COVID-19: 122 men from single CRPF battalion in Delhi test positive; more results awaited
The number of COVID-19 personnel in a Delhi-based battalion of the Central Reserve Police Force, the country’s largest paramilitary, has risen to 122, officials said on Saturday
The number of COVID-19 personnel in a Delhi-based battalion of the Central Reserve Police Force, the country's largest paramilitary, has risen to 122, officials said on Saturday.
The men belong to the 31st battalion of the paramilitary, based in Mayur Vihar Phase-III area of the national capital, that has been entirely sealed after the huge numbers of the COVID-19 infection started building up over the last few days.
"A total of 122 troopers of this battalion have tested positive for the virus. Results for over 100 more are awaited," a senior official said.
The brighter side is that the maximum of these infected troopers are asymptomatic, he said.
The personnel are admitted to an isolation facility of the Delhi government at Mandoli.
Twelve troopers had tested positive on Friday and a 55-year-old Sub-Inspector of this unit had succumbed to the disease early this week.
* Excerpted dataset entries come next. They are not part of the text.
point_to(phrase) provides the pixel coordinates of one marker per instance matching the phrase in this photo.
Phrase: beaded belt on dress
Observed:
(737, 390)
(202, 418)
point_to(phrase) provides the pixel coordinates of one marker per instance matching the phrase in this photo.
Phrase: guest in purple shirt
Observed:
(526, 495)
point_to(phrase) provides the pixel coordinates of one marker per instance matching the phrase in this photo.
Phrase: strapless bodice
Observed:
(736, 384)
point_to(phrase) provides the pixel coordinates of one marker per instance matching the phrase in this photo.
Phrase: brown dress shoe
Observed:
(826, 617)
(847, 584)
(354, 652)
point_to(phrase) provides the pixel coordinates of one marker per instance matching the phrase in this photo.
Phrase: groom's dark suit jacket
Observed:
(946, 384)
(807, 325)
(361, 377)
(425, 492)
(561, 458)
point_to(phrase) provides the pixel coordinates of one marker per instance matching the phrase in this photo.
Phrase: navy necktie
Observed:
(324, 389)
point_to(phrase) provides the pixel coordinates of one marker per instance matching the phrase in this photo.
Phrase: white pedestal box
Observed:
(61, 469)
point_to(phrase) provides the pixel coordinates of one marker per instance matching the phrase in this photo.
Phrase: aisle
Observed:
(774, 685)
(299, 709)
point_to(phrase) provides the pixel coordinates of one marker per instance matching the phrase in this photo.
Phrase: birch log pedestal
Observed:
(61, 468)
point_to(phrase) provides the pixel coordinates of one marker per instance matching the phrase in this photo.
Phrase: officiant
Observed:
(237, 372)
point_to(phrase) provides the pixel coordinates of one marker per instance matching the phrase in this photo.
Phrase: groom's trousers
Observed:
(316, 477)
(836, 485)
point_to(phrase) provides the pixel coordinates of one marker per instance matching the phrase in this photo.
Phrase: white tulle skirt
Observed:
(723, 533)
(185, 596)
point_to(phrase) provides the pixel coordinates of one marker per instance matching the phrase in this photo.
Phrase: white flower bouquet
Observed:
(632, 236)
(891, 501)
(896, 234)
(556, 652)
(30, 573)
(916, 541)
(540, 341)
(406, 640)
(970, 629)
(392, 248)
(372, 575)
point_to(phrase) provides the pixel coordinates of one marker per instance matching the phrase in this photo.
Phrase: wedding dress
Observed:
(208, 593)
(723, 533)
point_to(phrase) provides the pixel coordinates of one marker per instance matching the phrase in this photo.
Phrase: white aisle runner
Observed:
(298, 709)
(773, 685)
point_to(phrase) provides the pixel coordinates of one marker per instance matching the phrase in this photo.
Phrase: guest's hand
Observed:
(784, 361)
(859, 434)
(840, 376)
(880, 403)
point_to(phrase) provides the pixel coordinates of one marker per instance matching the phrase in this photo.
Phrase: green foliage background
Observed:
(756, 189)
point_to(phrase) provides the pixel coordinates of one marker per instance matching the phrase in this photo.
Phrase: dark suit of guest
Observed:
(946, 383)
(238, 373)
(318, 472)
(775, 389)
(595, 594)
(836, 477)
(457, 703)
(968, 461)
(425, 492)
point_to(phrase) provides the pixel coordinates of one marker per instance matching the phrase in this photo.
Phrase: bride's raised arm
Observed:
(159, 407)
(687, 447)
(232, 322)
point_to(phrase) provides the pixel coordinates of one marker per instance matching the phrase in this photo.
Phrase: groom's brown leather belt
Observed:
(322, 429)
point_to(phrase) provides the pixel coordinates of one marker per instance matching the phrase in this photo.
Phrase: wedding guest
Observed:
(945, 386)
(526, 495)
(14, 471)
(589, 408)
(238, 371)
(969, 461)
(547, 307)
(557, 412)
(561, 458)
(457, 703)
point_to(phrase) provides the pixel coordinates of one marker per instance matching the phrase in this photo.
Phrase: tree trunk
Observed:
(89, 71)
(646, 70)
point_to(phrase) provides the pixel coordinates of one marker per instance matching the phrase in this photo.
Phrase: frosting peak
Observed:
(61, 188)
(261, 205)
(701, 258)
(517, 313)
These huge numbers in a single battalion (of over 1,000 troopers) has rung alarm bells in the establishment after it was found that "dichotomous" orders were issued to check the spread of COVID-19.
While the general order in the force was a mandatory quarantine of 14 days for personnel joining back the unit from leave or having suspected exposure to a coronavirus-infected person, CRPF officers said it recently came to light that the medical wing of the paramilitary issued a separate order in April stating that doctors and paramedics can be taken off the quarantine if they do not show any symptom after five days.
Officials have indicated that the primary source of the COVID-19 infection in this unit could be a constable (nursing assistant) who joined this battalion after finishing his leave period at his home in the NCR.
The jawan is posted in an another CRPF battalion deployed in Kupwara of Jammu-Kashmir and it is not clear as to how he contracted the infection. The family members of this jawan had also tested negative. It could be possible that some other asymptomatic personnel from the 31st battalion was the primary source of infection for the unit, they said.
The force is investigating all these angles apart from an instance where it was claimed that the nursing attendant was not kept under strict quarantine in the battalion camp leading to the spread of the infection.